But the bulk of these, almost 25 million, have been left with the underwriters, Dresdner Kleinwort Benson and Davy Stockbrokers - there are also about 30 sub-underwriters - who are committed to pay 475p per share. They must have had mild heart attacks when they saw the share price collapse from 485p a week ago to 460p last Wednesday before recovering to 470p. Ironically, the warning from Trafford (when it recommended the cash rather than the shares), that the Green share price could fall, was borne out last week.

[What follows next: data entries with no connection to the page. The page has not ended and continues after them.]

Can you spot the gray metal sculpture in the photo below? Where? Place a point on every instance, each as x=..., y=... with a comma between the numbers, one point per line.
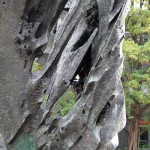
x=81, y=38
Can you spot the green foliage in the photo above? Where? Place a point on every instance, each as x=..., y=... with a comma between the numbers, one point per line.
x=138, y=21
x=136, y=74
x=64, y=104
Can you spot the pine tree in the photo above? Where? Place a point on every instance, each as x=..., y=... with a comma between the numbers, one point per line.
x=136, y=75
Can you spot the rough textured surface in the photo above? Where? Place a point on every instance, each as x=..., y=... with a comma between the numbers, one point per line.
x=81, y=38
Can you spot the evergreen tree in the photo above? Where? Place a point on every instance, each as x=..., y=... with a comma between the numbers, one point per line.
x=136, y=75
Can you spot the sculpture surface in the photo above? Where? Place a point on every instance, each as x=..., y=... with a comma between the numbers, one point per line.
x=68, y=38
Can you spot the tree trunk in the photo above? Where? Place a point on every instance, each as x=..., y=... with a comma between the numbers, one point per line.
x=134, y=129
x=42, y=31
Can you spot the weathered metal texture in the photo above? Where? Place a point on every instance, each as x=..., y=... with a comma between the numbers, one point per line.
x=90, y=29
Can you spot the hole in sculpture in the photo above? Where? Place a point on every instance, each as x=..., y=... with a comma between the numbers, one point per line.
x=64, y=104
x=104, y=113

The underwriters are now (that, of course, can change) looking at paper losses. But when the deal was first announced, it looked as if they had a good margin to play with. Green's share price was then being quoted at 532p. Green, however, was hit on two fronts; an adverse sterling move, and a decline in property shares. The underwriters are entitled to a fee of 1.25 per cent (5.9p per share) plus a further 0.125 per cent for each period of seven days following expiry of the initial 30 days of the commitment. Some of the sub-underwriters will keep the shares. And Green's largest institutional shareholder, Morgan Stanley Asset Management, did not participate in the sub-underwriting because of US securities' legislation and, as a result, has seen its holding fall from 10.3 per cent to 7.37 per cent. It could well be a buyer, bringing its stake back up to 10 per cent. Nevertheless, most underwriters and sub-underwriters will not want to keep these Green shares and it will take the market some time to absorb such an over-hang. But then successes tend to have their own hidden bumps.